A couple of hours later, with daylight proper, I had a bite that I definitely knew wasn’t a bream. With the swinger shooting right up to the top and line being stripped from the reel, I wondered if I had connected with my first carp from the pit. Even as I played the fish I was unsure what it was, but as it came to the net I saw that I had caught a big tench. At 7-5-0 it is the biggest from the gravel pit this spring.

Actually the tench I have been catching have been averaging at more than 6 lb, which is excellent. I have even been tempted to fish the gravel pit for a specific tench campaign, but the problem is that I have already got plans once my breaming comes to an end. I don’t know about you, but I need to live to be a thousand years old if I am to accomplish everything that I would like to do in angling. But I do find it more fulfilling when I focus on one species at a time (or sometimes two when taking into account conditions) rather than spreading myself too thin.

Following the capture of the tench, the rest of the day was very quiet. I did some bird watching from the comfort of my chair, and watched a pair of shelduck for ages as they fed along the far bank shallows. In addition, I observed a pair of oystercatchers mating and later saw a female on a nest on an island on the pit. That was certainly a nice sight and I will be following up on that on future visits.

As the day drew to an end I once more baited up and cast out. The third and final fish came at 10.40 p.m. with nothing more than a couple of bleeps to alert me. If it weren’t for the fact that by then the water was as flat as a sheet of glass, I would have put the noises down to wind movement. But after five minutes I decided to lift the rod and found myself reeling in a bream in the 9-lb bracket.
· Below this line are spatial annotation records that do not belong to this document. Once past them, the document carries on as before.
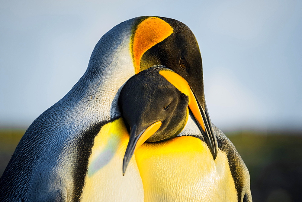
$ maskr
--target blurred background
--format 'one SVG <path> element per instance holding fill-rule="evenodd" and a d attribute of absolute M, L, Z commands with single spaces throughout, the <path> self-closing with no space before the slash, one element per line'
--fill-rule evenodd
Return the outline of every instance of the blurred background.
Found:
<path fill-rule="evenodd" d="M 94 46 L 138 16 L 193 31 L 212 121 L 250 171 L 255 201 L 300 201 L 302 1 L 2 1 L 0 175 L 31 123 L 84 73 Z"/>

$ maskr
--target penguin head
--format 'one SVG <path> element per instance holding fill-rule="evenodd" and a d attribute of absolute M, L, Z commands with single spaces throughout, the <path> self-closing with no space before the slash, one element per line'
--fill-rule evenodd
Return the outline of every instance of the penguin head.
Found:
<path fill-rule="evenodd" d="M 160 74 L 160 71 L 150 68 L 133 77 L 119 99 L 122 116 L 131 131 L 135 125 L 137 131 L 143 131 L 161 122 L 159 129 L 146 139 L 149 142 L 175 137 L 188 119 L 188 96 Z"/>
<path fill-rule="evenodd" d="M 188 121 L 189 108 L 200 125 L 204 125 L 188 83 L 161 66 L 150 67 L 130 78 L 122 89 L 118 102 L 130 131 L 123 174 L 136 148 L 144 142 L 165 141 L 179 133 Z"/>
<path fill-rule="evenodd" d="M 202 124 L 199 126 L 215 160 L 218 144 L 204 99 L 201 57 L 195 36 L 187 26 L 175 20 L 140 18 L 131 38 L 136 73 L 160 65 L 186 81 L 197 103 L 195 109 L 201 112 L 202 120 L 199 122 Z"/>

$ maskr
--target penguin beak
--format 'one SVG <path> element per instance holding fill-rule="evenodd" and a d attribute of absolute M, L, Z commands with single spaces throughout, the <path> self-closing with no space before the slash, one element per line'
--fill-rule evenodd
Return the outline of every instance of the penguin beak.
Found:
<path fill-rule="evenodd" d="M 162 125 L 161 121 L 158 121 L 142 131 L 138 131 L 136 124 L 131 128 L 129 142 L 123 161 L 123 175 L 125 175 L 127 167 L 133 154 L 137 148 L 156 132 Z"/>
<path fill-rule="evenodd" d="M 197 121 L 199 129 L 215 160 L 217 156 L 218 144 L 216 136 L 213 132 L 207 105 L 205 104 L 204 109 L 197 101 L 196 96 L 191 89 L 190 93 L 189 107 Z"/>

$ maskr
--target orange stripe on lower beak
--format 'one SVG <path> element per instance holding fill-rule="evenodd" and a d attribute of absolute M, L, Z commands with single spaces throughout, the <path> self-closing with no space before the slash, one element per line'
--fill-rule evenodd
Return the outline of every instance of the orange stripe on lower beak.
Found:
<path fill-rule="evenodd" d="M 190 99 L 188 105 L 189 107 L 190 107 L 190 109 L 191 110 L 193 113 L 193 115 L 194 115 L 195 119 L 199 123 L 203 130 L 205 132 L 206 129 L 204 124 L 204 123 L 203 119 L 202 119 L 201 112 L 199 107 L 198 106 L 197 101 L 196 100 L 195 96 L 194 96 L 193 92 L 191 89 L 190 89 L 190 95 L 189 97 Z"/>
<path fill-rule="evenodd" d="M 137 148 L 140 147 L 149 138 L 155 133 L 161 125 L 162 122 L 158 121 L 147 128 L 137 140 L 134 151 Z"/>

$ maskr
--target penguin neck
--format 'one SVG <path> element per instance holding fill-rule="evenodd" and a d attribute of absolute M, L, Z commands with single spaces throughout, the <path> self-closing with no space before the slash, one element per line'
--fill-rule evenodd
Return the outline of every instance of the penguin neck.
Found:
<path fill-rule="evenodd" d="M 120 116 L 117 105 L 120 92 L 135 74 L 130 51 L 133 22 L 130 20 L 118 24 L 101 38 L 86 72 L 59 102 L 60 106 L 69 105 L 69 113 L 76 116 L 70 118 L 76 119 L 76 122 L 90 125 Z"/>

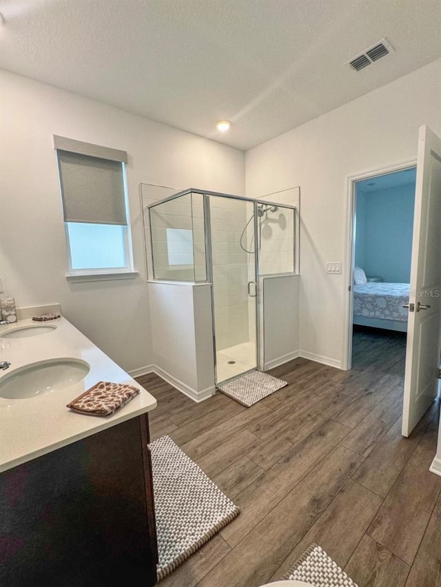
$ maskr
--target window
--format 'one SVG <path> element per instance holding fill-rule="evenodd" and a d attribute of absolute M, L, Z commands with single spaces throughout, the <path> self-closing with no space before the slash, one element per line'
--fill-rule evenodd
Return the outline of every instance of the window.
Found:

While crouching by the pod I noticed a smooth newt on the ground. We have a breeding colony in my back garden at home and when you go out in the night with a torch you can usually pick up half a dozen or so in the beam. I must have frightened the poor creature though as it literally froze to the spot and didn’t move for ages. It must have come round though as in the morning it had gone.

No more fish followed, and the rest of the night was quite chilly. There was even a very autumnal mist that descended all over the water giving it an almost eerie feel. However, I’m not spooked at all and so that didn’t bother me. I’m more concerned about where I park my car, and as it was safe in the local village I have no concerns on that score. So with no more fish and nothing to trouble me, I dozed off and slept like a baby for the rest of the night.